Oggi, di quelle tradizioni, resta poco. Negli ultimi due anni, i festeggiamenti si sono ridotti al minimo: il matrimonio è diventato più un gesto di resistenza che di celebrazione.

«Dall’inizio della guerra ho partecipato a due matrimoni. Tre mesi fa si è sposata mia cugina, ma la sua è stata una festa piccola, molto diversa da quelle di una volta» racconta Abu Omar.
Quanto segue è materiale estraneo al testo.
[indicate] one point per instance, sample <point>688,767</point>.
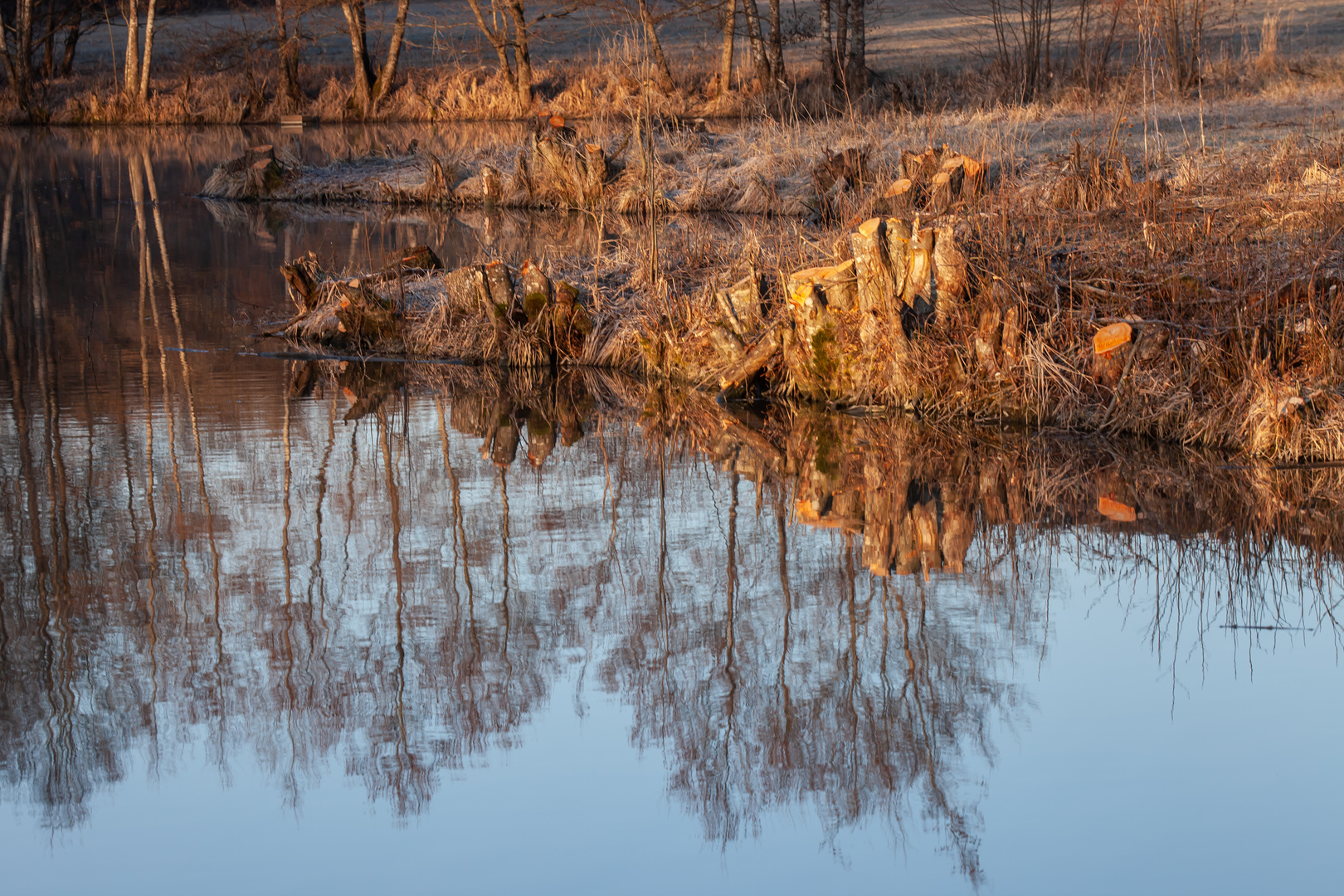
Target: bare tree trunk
<point>67,61</point>
<point>130,75</point>
<point>730,22</point>
<point>286,50</point>
<point>522,54</point>
<point>363,71</point>
<point>499,39</point>
<point>394,52</point>
<point>758,54</point>
<point>143,91</point>
<point>776,43</point>
<point>17,60</point>
<point>49,42</point>
<point>856,67</point>
<point>660,61</point>
<point>828,47</point>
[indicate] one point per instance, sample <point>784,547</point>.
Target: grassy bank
<point>1224,270</point>
<point>621,88</point>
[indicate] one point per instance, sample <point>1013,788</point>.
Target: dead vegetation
<point>1198,305</point>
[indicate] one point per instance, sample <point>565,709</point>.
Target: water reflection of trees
<point>387,568</point>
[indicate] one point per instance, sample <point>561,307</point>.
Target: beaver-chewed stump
<point>902,316</point>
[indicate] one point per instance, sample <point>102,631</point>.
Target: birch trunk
<point>143,90</point>
<point>394,52</point>
<point>130,75</point>
<point>522,54</point>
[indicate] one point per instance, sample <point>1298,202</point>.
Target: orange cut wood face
<point>1108,338</point>
<point>898,188</point>
<point>802,507</point>
<point>1113,509</point>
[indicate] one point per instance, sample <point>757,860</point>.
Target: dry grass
<point>1226,265</point>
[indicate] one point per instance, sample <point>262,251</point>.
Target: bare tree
<point>371,86</point>
<point>650,35</point>
<point>286,50</point>
<point>776,43</point>
<point>730,22</point>
<point>17,56</point>
<point>383,85</point>
<point>828,49</point>
<point>522,54</point>
<point>758,54</point>
<point>498,34</point>
<point>856,62</point>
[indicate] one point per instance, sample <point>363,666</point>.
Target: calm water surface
<point>288,626</point>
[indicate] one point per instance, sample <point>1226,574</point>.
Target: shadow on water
<point>388,568</point>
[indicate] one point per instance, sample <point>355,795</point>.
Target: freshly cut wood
<point>832,286</point>
<point>1012,334</point>
<point>1108,338</point>
<point>420,258</point>
<point>726,343</point>
<point>898,187</point>
<point>897,238</point>
<point>918,269</point>
<point>303,289</point>
<point>839,285</point>
<point>752,364</point>
<point>988,338</point>
<point>465,290</point>
<point>1113,509</point>
<point>741,304</point>
<point>873,275</point>
<point>537,290</point>
<point>949,271</point>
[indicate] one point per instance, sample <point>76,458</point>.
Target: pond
<point>281,624</point>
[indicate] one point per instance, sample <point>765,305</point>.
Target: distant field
<point>899,41</point>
Chi ha scelto di sposarsi lo ha fatto per cercare un senso di stabilità, per non lasciarsi paralizzare dalla paura. Ma la guerra non distrugge solo case e infrastrutture: mina anche le relazioni più intime e fondamentali. A Gaza, molti matrimoni sono stati messi a dura prova dal conflitto, e le storie di separazione e divorzio sono in aumento. Le pressioni psicologiche, il panico quotidiano e la mancanza di spazio e privacy nei campi profughi esasperano i conflitti preesistenti, spingendo molte coppie alla rottura.

Sami al Ajrami, giornalista palestinese, ha raccontato per oltre un anno, attraverso il suo diario quotidiano pubblicato su la Repubblica, come le vite dei palestinesi siano state stravolte dal conflitto. Ha parlato della perdita dell’intimità, della frattura nei legami familiari e delle trasformazioni imposte dalla guerra.

Tra le storie che ha raccolto c’è quella di Mariam Al-Sayed, una donna di 26 anni sopravvissuta al cancro, che ha dovuto affrontare la dissoluzione del suo matrimonio, distrutto dalla crescente violenza del marito durante la guerra. Quando lui ha deciso di chiederle il divorzio, Mariam si è ritrovata sola, senza soldi, senza vestiti e con due bambini piccoli da proteggere.

«Sono rimasta scioccata quando mio marito ha deciso di divorziare» racconta Mariam. «Ma devo sopravvivere: cerco rifugio tra le tende, lotto per tenere i miei figli al sicuro e per superare le ferite psicologiche.»

Il conflitto ha trasformato il loro legame in un dramma quotidiano di violenza e paura, costringendo molte persone a prendere decisioni dolorose ma necessarie per la propria salvezza e quella dei propri cari.

Al Ajrami ha anche raccontato quanto l’intimità sia diventata una merce rara nella Gaza dilaniata dalle bombe. La maggior parte degli sfollati vive in tende affollate, dove uomini e donne sono separati.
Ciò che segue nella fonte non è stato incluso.